In an attempt to overcome the show's poor performance in Sydney, Walsh helped create the successful "Nominate Your Neighbour" campaign in which Sydneysiders were invited to nominate fellow locals for their inspiring neighbourliness. The Melbourne-based Neighbours actors then flew to Sydney to deliver brand new television sets to the winners. The campaign was credited with helping the ratings in Sydney immediately increase.

During his time at Network 10, Walsh is also credited with launching successful miniseries Vietnam, Bangkok Hilton and The Dirtwater Dynasty.

Walsh left Network 10 in June 1989.

In 1993, Walsh was hired by the Nine Network in an attempt to increase the ratings for their evening soap Paradise Beach.

==Foxtel executive==
In 1995, Walsh was part of the foundation executive team at pay television company Foxtel when it was launched in Australia in 1995, appointed the company's executive director of television.

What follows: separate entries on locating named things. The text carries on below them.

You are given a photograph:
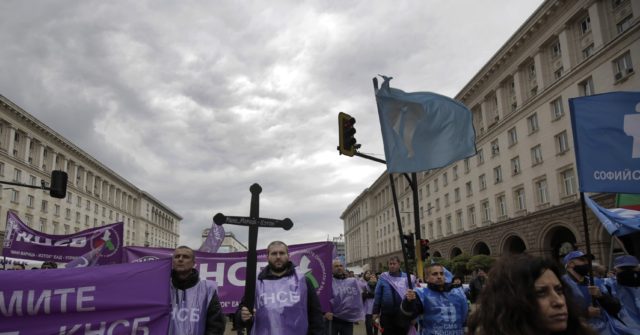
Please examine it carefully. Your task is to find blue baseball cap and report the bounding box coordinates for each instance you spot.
[613,255,640,268]
[562,250,593,265]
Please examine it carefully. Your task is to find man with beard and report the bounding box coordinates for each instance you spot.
[236,241,324,335]
[372,256,415,335]
[562,250,634,335]
[169,246,225,335]
[324,259,364,335]
[605,255,640,329]
[400,264,469,335]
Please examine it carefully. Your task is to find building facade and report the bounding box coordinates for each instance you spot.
[341,0,640,270]
[0,95,182,248]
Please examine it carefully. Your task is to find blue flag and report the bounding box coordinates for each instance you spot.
[584,194,640,236]
[569,92,640,193]
[376,76,476,173]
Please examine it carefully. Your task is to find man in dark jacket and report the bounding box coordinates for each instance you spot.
[169,246,225,335]
[236,241,324,335]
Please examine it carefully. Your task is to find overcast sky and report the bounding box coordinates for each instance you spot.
[0,0,542,248]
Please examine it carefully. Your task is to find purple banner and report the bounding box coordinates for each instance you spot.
[0,259,171,335]
[2,212,124,265]
[124,242,335,313]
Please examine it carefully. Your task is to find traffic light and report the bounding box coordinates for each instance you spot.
[420,239,431,260]
[402,233,416,261]
[338,112,360,157]
[49,170,68,199]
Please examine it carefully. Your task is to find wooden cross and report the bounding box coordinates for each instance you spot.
[213,184,293,311]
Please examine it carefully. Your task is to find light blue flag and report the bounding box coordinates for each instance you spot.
[584,194,640,236]
[376,76,476,173]
[569,92,640,193]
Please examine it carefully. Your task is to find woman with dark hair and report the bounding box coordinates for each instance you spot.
[468,255,595,335]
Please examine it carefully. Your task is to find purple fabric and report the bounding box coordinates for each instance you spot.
[0,259,171,334]
[124,242,335,313]
[199,223,224,253]
[331,278,364,322]
[169,280,216,335]
[2,212,124,265]
[251,271,309,335]
[65,245,105,269]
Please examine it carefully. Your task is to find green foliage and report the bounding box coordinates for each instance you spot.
[450,254,471,277]
[467,255,496,271]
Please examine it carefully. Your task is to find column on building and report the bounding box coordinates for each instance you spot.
[558,26,576,73]
[513,69,524,107]
[533,50,546,92]
[589,1,604,50]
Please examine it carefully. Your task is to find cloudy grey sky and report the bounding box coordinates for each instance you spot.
[0,0,542,247]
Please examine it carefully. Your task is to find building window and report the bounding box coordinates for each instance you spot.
[13,169,22,183]
[527,63,536,79]
[493,165,502,184]
[555,130,569,155]
[560,169,576,196]
[511,156,521,176]
[580,16,591,35]
[527,113,540,134]
[507,127,518,147]
[531,144,542,166]
[551,41,562,58]
[553,66,564,80]
[478,173,487,191]
[549,97,564,121]
[535,179,549,205]
[513,188,527,211]
[491,138,500,157]
[613,51,633,81]
[467,206,476,227]
[582,43,595,59]
[496,194,507,220]
[578,77,595,96]
[616,15,633,34]
[480,200,491,223]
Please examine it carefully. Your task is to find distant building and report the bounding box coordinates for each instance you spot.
[202,228,248,253]
[0,95,182,248]
[332,234,346,259]
[341,0,640,270]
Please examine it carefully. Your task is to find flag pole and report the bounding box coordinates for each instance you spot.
[373,77,413,289]
[580,192,593,286]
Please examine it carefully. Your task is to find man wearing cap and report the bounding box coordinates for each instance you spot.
[562,250,633,335]
[324,258,364,335]
[605,255,640,329]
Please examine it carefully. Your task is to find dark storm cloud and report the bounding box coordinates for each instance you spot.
[0,0,541,247]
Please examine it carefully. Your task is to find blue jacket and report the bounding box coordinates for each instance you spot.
[372,271,407,315]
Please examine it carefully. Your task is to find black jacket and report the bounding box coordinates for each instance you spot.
[171,269,226,335]
[235,262,324,335]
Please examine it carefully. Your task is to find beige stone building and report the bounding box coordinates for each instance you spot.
[0,95,182,248]
[341,0,640,270]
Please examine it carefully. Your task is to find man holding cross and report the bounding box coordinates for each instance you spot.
[236,241,324,335]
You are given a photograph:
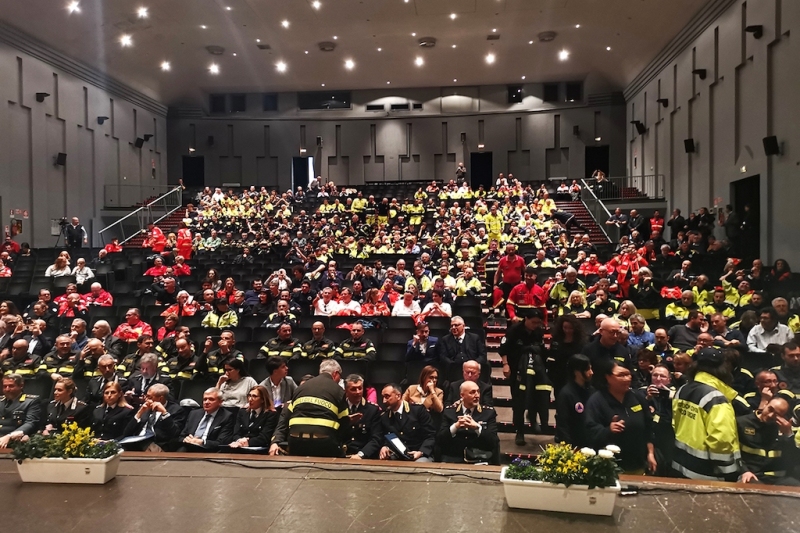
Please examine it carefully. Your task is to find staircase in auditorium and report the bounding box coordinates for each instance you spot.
[556,201,608,245]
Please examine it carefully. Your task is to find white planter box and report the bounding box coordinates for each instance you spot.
[500,467,620,516]
[15,454,120,485]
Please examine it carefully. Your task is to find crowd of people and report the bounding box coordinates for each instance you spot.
[0,174,800,483]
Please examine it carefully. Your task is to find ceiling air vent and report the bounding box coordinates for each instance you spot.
[419,37,436,48]
[536,31,558,43]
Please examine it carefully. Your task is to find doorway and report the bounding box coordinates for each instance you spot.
[731,174,761,261]
[182,155,206,189]
[292,157,315,190]
[469,152,493,191]
[583,145,611,179]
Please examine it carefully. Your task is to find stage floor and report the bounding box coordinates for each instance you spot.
[0,458,800,533]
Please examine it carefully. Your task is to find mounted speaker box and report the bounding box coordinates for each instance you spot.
[763,135,781,155]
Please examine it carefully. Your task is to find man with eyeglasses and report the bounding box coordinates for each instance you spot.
[583,318,630,378]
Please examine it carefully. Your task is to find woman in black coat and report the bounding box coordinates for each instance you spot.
[230,385,278,448]
[92,381,136,440]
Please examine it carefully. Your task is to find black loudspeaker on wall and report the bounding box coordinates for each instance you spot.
[763,135,781,155]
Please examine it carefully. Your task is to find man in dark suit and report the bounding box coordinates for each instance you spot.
[125,353,172,405]
[378,384,436,462]
[406,322,439,365]
[178,387,236,452]
[92,320,127,361]
[436,316,489,379]
[344,374,383,459]
[444,361,494,407]
[83,354,128,407]
[436,381,500,465]
[120,383,186,451]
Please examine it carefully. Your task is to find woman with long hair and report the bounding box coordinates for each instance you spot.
[230,385,278,448]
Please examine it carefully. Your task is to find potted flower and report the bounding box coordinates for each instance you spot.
[500,442,620,516]
[11,422,122,484]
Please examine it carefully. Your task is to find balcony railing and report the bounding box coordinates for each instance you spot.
[583,174,666,200]
[98,186,183,246]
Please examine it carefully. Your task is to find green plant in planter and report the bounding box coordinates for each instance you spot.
[9,422,121,461]
[506,442,622,489]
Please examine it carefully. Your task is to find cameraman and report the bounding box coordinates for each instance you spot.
[498,308,552,446]
[60,217,89,250]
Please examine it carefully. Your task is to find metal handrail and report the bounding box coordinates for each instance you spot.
[581,179,619,242]
[97,185,183,246]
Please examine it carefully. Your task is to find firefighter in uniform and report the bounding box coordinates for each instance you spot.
[672,348,741,481]
[159,339,200,381]
[498,308,553,446]
[38,335,81,378]
[344,374,383,459]
[259,322,301,361]
[0,339,42,379]
[269,359,350,457]
[0,374,42,448]
[292,322,336,360]
[736,397,800,487]
[333,322,376,362]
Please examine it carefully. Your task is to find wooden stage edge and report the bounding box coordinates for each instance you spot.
[0,450,800,498]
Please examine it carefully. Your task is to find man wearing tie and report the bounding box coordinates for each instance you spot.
[178,387,235,452]
[436,381,500,465]
[120,383,184,451]
[406,322,439,365]
[83,358,128,407]
[125,353,172,405]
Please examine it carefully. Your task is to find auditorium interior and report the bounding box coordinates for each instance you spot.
[0,0,800,532]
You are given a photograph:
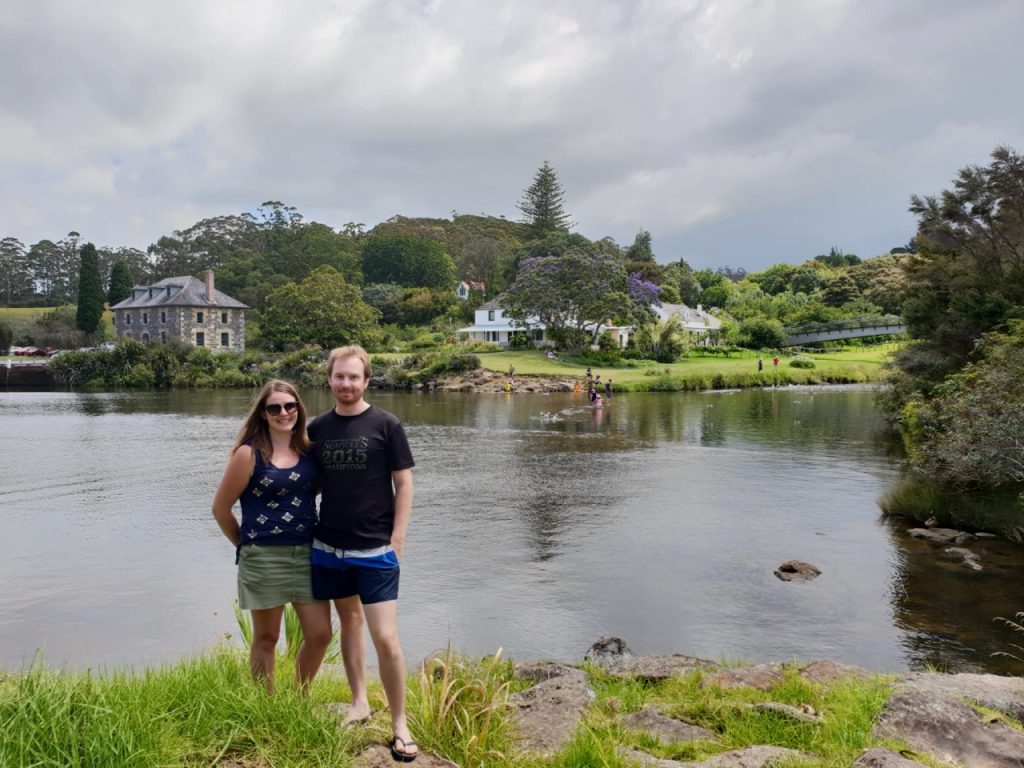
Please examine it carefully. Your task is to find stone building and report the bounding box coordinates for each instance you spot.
[111,272,249,352]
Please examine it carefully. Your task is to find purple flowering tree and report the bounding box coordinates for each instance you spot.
[502,252,658,351]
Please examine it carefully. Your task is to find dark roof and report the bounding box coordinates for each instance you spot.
[111,275,249,309]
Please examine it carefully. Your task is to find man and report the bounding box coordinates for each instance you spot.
[308,346,417,762]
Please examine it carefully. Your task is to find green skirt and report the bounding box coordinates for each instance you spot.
[239,544,319,610]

He was vehemently opposed to Foxtel merging with Optus Vision and spoke against suggestions the two companies should merge, stating: "As long as I draw breath, there will never be a merger between Foxtel and Optus Vision. The only reason companies merge is when both parties have something to offer the other. Optus Vision has nothing to offer Foxtel Group. Optus Vision is losing the pay-TV race and I think this merger is wishful thinking on their part."

In June 2022, Walsh was named as Foxtel's executive director of drama which entailed overseeing commissioned drama on both Binge and Foxtel.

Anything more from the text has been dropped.